Sure, but a whole lot of the forks are like one line changes, they sit there
taking up an entire repo, and aren't particularly useful.

------
prezjordan
Off-topic. How do the "kudos" work? Does it use my IP? Cookies? I tried on
different devices on the same network and the vote didn't sync. I cleared my
cache and it was still there.

------
matthewrudy
I think it depends on the job market you're in. In the US and Europe an open-
source profile is expected, but over here in Hong Kong its fairly uncommon.
The good ones have either flown away to the US, or already been snatched up.

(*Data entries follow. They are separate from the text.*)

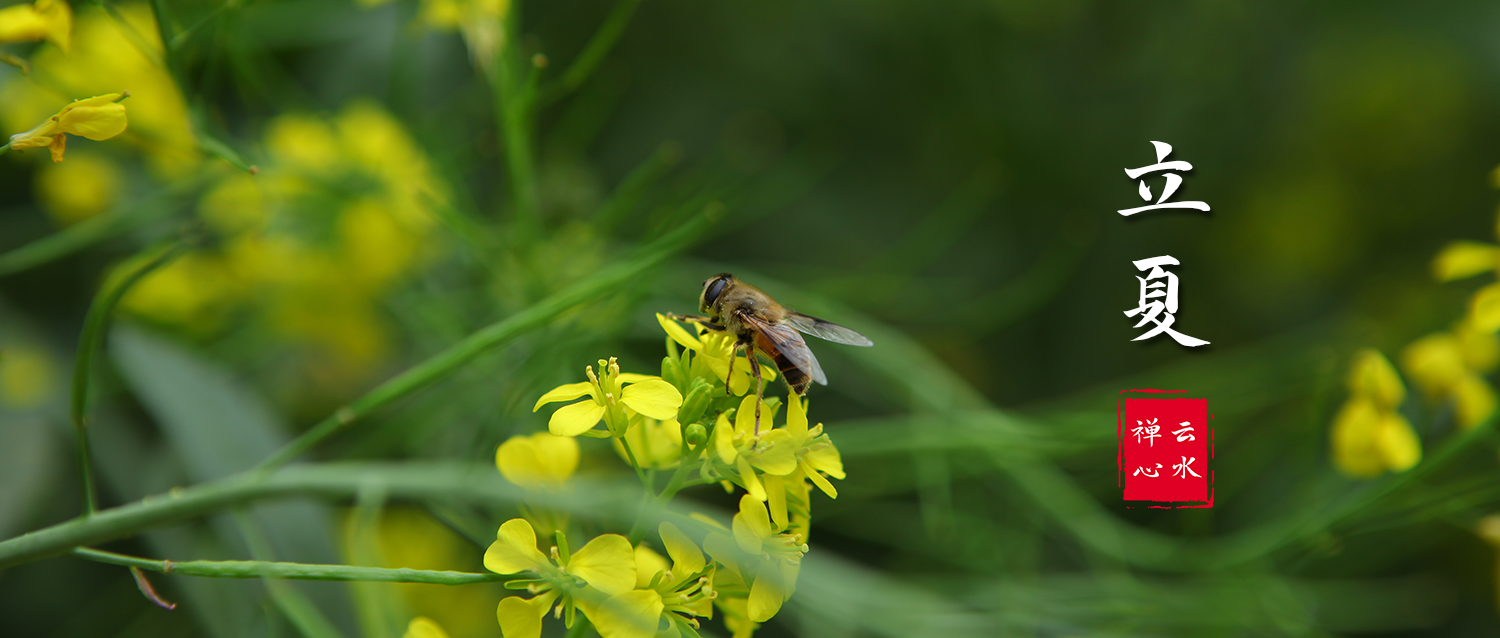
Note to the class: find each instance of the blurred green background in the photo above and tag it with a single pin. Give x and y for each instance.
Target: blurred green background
(939, 176)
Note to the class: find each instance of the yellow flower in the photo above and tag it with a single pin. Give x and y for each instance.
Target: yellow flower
(537, 461)
(1370, 436)
(423, 626)
(1451, 367)
(78, 189)
(609, 401)
(656, 443)
(111, 51)
(768, 562)
(47, 20)
(713, 356)
(27, 376)
(600, 571)
(99, 117)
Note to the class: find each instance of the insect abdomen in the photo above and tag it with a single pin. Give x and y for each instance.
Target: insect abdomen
(794, 376)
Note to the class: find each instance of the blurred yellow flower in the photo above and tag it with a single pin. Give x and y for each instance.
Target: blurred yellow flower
(1370, 436)
(105, 57)
(98, 119)
(47, 20)
(78, 189)
(609, 400)
(423, 626)
(1451, 367)
(27, 376)
(537, 461)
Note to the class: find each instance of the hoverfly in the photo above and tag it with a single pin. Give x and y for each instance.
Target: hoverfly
(761, 325)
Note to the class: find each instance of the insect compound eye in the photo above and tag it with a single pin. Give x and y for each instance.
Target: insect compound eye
(714, 288)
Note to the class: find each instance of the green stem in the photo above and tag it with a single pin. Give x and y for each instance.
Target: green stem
(99, 228)
(290, 571)
(635, 464)
(594, 51)
(489, 338)
(95, 325)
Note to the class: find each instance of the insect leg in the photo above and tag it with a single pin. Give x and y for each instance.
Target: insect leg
(704, 322)
(759, 388)
(734, 353)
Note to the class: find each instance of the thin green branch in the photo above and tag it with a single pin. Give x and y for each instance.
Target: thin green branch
(99, 228)
(416, 482)
(492, 337)
(512, 116)
(594, 51)
(290, 571)
(95, 325)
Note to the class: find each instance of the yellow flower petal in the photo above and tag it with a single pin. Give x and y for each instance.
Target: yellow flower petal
(1398, 446)
(722, 548)
(774, 452)
(752, 524)
(1434, 362)
(423, 626)
(821, 482)
(1353, 437)
(654, 398)
(606, 563)
(647, 565)
(1475, 401)
(1464, 258)
(677, 334)
(1373, 377)
(629, 614)
(521, 617)
(750, 479)
(579, 418)
(540, 460)
(725, 439)
(1484, 308)
(515, 550)
(767, 595)
(686, 556)
(95, 122)
(567, 392)
(776, 499)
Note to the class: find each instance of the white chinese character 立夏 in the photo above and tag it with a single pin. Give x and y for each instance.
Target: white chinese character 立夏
(1173, 182)
(1158, 300)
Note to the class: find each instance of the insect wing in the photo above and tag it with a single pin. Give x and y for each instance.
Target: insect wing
(827, 329)
(789, 344)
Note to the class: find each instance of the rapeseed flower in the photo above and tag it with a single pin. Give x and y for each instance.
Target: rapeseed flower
(761, 563)
(1370, 436)
(78, 189)
(45, 20)
(539, 461)
(98, 119)
(1451, 367)
(108, 53)
(612, 397)
(597, 572)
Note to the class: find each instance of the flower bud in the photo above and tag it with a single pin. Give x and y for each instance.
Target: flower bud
(695, 434)
(695, 401)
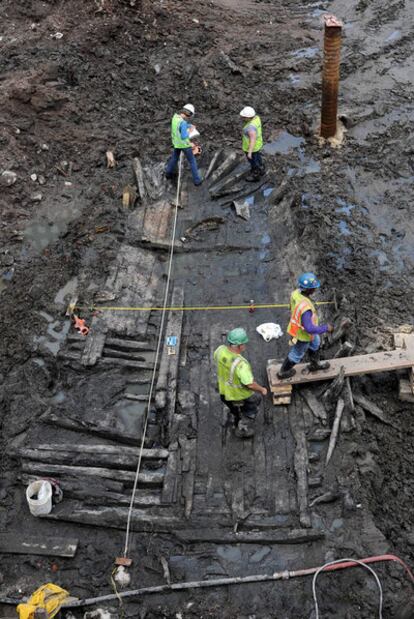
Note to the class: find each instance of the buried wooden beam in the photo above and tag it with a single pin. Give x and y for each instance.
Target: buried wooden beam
(110, 459)
(80, 425)
(353, 366)
(37, 545)
(149, 478)
(221, 536)
(225, 168)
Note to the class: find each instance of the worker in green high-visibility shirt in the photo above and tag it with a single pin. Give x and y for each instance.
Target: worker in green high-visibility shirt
(237, 387)
(180, 137)
(252, 142)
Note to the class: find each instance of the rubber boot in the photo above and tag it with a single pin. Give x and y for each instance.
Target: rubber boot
(286, 371)
(315, 362)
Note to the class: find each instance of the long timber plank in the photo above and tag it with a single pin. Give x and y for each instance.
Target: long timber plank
(38, 545)
(354, 366)
(221, 536)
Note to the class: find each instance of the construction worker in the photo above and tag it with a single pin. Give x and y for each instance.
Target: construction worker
(237, 387)
(304, 328)
(252, 142)
(180, 127)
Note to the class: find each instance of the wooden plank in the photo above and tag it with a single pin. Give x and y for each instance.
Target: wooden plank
(221, 536)
(80, 425)
(94, 343)
(315, 405)
(147, 454)
(118, 342)
(405, 392)
(38, 545)
(168, 494)
(301, 462)
(353, 366)
(82, 458)
(153, 478)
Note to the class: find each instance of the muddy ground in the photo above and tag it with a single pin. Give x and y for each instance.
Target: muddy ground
(111, 82)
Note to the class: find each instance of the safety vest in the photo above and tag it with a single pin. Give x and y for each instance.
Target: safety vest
(229, 383)
(256, 122)
(299, 304)
(176, 138)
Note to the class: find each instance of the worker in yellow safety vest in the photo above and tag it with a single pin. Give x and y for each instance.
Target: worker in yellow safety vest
(252, 142)
(237, 387)
(304, 328)
(181, 142)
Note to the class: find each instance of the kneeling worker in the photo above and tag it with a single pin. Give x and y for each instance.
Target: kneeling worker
(236, 384)
(304, 328)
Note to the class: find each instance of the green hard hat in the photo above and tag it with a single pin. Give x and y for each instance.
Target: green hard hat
(237, 336)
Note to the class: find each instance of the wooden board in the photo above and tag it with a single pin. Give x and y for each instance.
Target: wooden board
(38, 545)
(360, 364)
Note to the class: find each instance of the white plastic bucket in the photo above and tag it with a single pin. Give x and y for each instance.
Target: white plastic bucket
(39, 497)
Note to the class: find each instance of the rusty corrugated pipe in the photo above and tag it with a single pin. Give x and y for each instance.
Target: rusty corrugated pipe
(330, 75)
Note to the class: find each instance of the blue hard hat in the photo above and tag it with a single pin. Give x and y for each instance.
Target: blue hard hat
(308, 281)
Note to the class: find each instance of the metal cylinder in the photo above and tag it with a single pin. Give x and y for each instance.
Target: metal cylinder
(330, 75)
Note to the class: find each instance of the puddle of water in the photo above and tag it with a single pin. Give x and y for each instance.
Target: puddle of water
(46, 316)
(59, 397)
(341, 258)
(56, 334)
(39, 361)
(310, 200)
(7, 276)
(67, 290)
(230, 553)
(283, 144)
(39, 234)
(394, 36)
(130, 415)
(311, 167)
(318, 12)
(344, 207)
(381, 257)
(138, 389)
(295, 80)
(306, 52)
(343, 228)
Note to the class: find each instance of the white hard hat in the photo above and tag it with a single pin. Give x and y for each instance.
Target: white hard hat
(248, 112)
(189, 107)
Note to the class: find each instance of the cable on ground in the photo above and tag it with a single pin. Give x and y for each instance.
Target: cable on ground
(351, 561)
(160, 336)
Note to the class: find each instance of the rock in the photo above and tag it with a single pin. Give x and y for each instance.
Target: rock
(8, 178)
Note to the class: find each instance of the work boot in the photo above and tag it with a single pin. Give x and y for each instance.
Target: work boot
(286, 371)
(315, 362)
(244, 429)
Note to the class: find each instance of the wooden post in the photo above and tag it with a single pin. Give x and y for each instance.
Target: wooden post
(330, 76)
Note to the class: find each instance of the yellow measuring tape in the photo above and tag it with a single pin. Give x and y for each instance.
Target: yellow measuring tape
(196, 308)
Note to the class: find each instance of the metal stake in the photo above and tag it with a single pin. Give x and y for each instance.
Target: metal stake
(330, 76)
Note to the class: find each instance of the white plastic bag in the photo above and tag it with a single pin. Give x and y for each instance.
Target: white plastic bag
(269, 331)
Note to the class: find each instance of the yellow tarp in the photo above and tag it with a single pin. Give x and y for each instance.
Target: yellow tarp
(48, 597)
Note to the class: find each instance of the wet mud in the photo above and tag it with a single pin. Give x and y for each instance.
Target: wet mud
(111, 82)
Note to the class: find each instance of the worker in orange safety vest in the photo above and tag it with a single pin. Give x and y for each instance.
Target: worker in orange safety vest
(304, 328)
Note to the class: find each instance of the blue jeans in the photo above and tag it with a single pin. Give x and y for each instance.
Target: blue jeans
(173, 160)
(298, 351)
(256, 162)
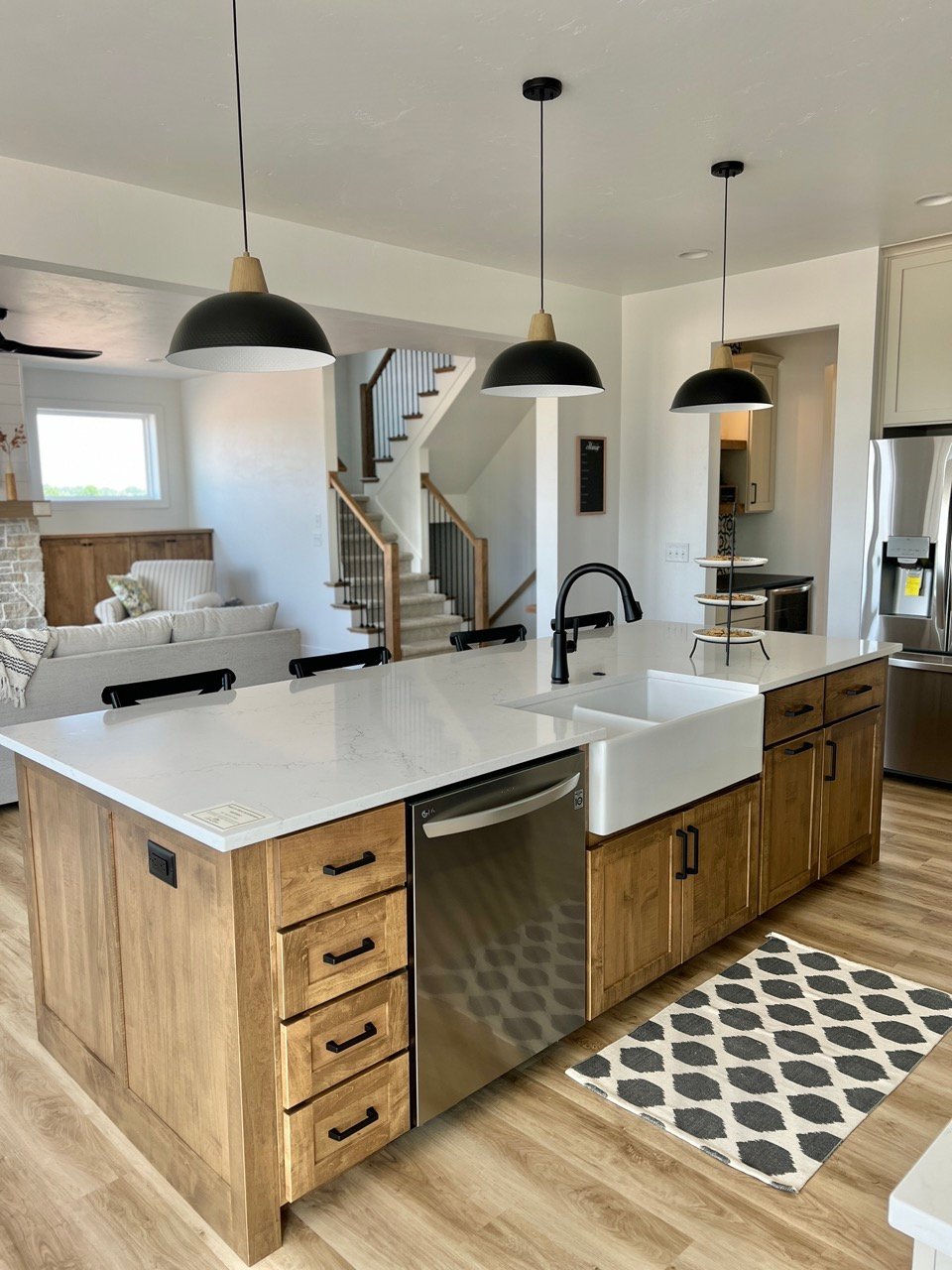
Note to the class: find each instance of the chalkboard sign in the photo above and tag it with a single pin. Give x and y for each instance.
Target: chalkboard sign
(590, 476)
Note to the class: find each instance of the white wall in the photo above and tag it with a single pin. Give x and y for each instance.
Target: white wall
(105, 229)
(500, 506)
(255, 449)
(669, 462)
(87, 390)
(794, 536)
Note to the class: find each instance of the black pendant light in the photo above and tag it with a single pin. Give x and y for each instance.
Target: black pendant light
(542, 366)
(245, 327)
(722, 388)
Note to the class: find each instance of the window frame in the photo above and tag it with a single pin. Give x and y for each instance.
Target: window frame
(157, 468)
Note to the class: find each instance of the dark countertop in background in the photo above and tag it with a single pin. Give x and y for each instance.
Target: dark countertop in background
(757, 580)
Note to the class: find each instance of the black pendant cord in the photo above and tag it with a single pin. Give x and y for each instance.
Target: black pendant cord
(724, 258)
(241, 137)
(540, 207)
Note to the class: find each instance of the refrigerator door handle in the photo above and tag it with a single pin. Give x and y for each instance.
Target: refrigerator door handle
(942, 549)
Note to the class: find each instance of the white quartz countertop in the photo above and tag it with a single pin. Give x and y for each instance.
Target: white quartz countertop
(921, 1203)
(303, 752)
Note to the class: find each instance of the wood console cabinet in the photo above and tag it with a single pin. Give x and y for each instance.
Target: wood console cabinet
(662, 892)
(76, 566)
(184, 1007)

But, as Alex says, once we've sifted through CVs to find the best and invited
them to interview, the paper doesn't matter anymore. Human interaction, pair
programming, whatever, it's all more important than what's written on a piece
of paper.

------
vanessar
In my company (masterbranch.com) we target this problem. We help developers to
showcase what they really know by tracking their code an presenting it in a
nice way. We also offer companies reliable information about the candidates,
that they can review before interviewing them.

------
gawker
It would be interesting to see how these ideas apply to other non-technical
industries/professions.

------
georgieporgie
_Often, when I'm reading a resume I'm thinking: “This guy is great, look at
all this experience. He clearly knows Ruby and JavaScript like the back of his
hand, and this interview is just going to be a formality”_

For what it's worth from the other side, I've been repeatedly amazed at how
much interviewers have managed to read into or project onto my resume. And I'm
not talking about recruiters, for whom a single keyword instance qualifies you
as an "excellent match!" but actual working engineers and engineering
managers.